A Skylit Drive tries to push its experimental boundaries with its third release, “Adelphia,” emphasis on the word “tries.”
Though you’re not supposed to judge a book by its cover, the Lodi, Calif. based band’s proverbial cover tells listeners everything they’re getting into. Categorized as post hardcore, rock, experimental and screamo (a hybrid of the words “scream” and “emo”), the overall sound of loud electric guitars, heavy bass, pounding drums and crashing cymbals permeate every song on ASD’s record. It would be better categorized as noise.
ASD fans and supporters of the album are exactly who I thought they’d be: tween and teens thematically clad in black tees and jeans with tragically dyed hair and dense make-up surrounding the pain in their eyes. The band caters to them well, however, reaching into the depths of your heart and yanking out any teenage rage or rebellious fiber you had, breeding it into a festering anger toward the world.
Despite this image, the intriguing quality of this album is the vocals. Lead singer Michael “Jag” Jagmin alternates between high-pitched “shout singing,” where he’s not really singing but shouting really loudly while being on pitch every so often, and throwing in a hardcore, you-know-that’s-not-good-for-your-vocal-chords kind of screams. He sounds like a cross between a tone-deaf 14-year-old girl just learning to sing and a 30-something recovering drug addict in a metal band with an unkempt beard curtained by unbearably long, greasy hair.

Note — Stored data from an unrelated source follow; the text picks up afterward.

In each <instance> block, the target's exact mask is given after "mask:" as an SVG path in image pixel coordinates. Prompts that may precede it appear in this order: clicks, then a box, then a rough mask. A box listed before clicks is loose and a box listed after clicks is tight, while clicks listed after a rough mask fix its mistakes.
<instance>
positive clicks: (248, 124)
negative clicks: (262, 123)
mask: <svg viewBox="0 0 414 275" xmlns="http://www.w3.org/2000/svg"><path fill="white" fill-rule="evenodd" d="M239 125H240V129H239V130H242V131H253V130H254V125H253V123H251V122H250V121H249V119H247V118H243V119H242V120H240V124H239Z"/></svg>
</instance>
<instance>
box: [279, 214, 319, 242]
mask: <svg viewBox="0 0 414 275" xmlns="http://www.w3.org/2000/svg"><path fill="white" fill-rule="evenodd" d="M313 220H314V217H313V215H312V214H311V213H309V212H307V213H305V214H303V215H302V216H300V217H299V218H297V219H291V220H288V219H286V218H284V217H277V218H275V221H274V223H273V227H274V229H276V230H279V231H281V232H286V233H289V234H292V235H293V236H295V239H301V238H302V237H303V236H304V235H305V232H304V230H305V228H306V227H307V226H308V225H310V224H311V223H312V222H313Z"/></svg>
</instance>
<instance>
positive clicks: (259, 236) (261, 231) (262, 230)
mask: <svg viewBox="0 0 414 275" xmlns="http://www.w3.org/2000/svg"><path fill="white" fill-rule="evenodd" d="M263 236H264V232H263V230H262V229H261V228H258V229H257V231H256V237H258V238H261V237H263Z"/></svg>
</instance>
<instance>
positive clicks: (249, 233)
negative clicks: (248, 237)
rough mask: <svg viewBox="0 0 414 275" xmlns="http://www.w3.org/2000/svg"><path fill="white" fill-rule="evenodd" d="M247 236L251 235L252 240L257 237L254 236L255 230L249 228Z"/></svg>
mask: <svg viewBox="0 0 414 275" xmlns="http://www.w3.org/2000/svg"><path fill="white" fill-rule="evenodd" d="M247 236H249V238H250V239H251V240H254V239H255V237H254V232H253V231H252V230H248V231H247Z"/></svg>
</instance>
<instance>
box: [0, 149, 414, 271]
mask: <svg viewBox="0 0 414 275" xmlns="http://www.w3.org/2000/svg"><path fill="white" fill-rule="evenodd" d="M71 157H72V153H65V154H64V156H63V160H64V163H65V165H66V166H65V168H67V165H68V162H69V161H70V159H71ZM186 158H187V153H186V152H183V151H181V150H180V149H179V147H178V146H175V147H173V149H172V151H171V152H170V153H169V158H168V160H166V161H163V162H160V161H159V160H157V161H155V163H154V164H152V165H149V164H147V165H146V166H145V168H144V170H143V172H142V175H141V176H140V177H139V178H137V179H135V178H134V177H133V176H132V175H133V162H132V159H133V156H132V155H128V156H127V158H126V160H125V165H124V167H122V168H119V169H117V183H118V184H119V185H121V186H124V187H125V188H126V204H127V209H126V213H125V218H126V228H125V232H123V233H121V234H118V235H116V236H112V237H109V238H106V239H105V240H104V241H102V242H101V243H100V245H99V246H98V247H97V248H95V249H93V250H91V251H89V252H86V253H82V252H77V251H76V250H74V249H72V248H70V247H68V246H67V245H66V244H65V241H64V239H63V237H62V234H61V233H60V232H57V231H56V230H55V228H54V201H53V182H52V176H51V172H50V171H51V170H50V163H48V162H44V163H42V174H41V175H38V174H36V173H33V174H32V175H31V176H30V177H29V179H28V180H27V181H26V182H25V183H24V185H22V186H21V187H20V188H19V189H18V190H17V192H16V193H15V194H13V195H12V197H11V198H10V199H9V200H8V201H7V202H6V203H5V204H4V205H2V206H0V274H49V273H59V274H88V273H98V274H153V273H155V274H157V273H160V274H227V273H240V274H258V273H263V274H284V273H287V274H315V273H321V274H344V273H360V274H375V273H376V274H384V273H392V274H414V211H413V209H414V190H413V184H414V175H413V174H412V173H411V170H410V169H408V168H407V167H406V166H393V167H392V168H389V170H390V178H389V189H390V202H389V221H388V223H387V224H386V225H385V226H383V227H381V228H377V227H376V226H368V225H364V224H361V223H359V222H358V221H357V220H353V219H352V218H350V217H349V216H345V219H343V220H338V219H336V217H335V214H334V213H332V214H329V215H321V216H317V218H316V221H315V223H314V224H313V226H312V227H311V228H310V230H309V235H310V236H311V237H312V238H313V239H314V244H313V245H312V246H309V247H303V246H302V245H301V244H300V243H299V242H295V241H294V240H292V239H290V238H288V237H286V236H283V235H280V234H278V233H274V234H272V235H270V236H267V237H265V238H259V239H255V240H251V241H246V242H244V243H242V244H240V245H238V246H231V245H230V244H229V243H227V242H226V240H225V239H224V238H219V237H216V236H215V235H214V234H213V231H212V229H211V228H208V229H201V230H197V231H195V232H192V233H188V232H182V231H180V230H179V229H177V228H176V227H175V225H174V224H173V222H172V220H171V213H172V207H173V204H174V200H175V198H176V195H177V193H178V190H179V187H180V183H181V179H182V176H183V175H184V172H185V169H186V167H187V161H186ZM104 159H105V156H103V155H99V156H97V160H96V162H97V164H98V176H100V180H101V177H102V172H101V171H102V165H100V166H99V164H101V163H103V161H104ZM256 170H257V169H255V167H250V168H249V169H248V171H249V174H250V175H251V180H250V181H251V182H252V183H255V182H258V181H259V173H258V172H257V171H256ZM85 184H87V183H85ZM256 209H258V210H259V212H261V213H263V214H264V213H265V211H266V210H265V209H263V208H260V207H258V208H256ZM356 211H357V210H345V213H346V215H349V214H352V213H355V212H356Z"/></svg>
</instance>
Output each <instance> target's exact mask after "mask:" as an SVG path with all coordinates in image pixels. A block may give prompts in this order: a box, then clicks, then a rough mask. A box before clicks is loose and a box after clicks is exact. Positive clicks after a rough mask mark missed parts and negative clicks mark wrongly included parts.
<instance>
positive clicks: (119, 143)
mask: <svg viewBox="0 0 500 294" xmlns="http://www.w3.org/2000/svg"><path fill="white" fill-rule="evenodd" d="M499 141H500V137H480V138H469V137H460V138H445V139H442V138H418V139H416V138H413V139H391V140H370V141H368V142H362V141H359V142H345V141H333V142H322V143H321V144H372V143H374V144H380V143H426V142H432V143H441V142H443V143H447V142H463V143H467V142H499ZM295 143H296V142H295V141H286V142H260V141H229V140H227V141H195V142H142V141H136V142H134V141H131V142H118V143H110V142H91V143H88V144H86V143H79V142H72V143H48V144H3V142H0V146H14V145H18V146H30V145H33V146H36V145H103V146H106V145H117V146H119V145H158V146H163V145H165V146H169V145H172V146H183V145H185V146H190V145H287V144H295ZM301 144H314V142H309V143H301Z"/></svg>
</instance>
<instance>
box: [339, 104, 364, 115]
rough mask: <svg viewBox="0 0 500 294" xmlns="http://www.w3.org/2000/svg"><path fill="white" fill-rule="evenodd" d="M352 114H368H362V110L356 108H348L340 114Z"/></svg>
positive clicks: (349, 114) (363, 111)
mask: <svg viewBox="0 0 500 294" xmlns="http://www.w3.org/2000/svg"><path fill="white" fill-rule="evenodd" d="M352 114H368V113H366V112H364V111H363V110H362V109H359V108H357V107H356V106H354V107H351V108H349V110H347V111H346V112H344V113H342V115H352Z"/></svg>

Thankfully, songs such as “The World Ends in Whispers, Not Bangs” and “Air The Enlightenment” stand out on the record with a slower tempo and overall calm, almost gentile atmosphere. It’s a nice contrast to the general waterfall of noise that is constantly attacking the listener.
The album also follows a sort of concept, where it begins rather angry and forceful with “Prelude to a Dream.” But by the time you reach “I Swear This Place is Haunted,” the atmosphere of the album is desperately clamoring for an answer to whatever question the band seems to be asking. But this is where the variation ends. Everything else on this album maintains the isolated angry feeling of the disturbed youth.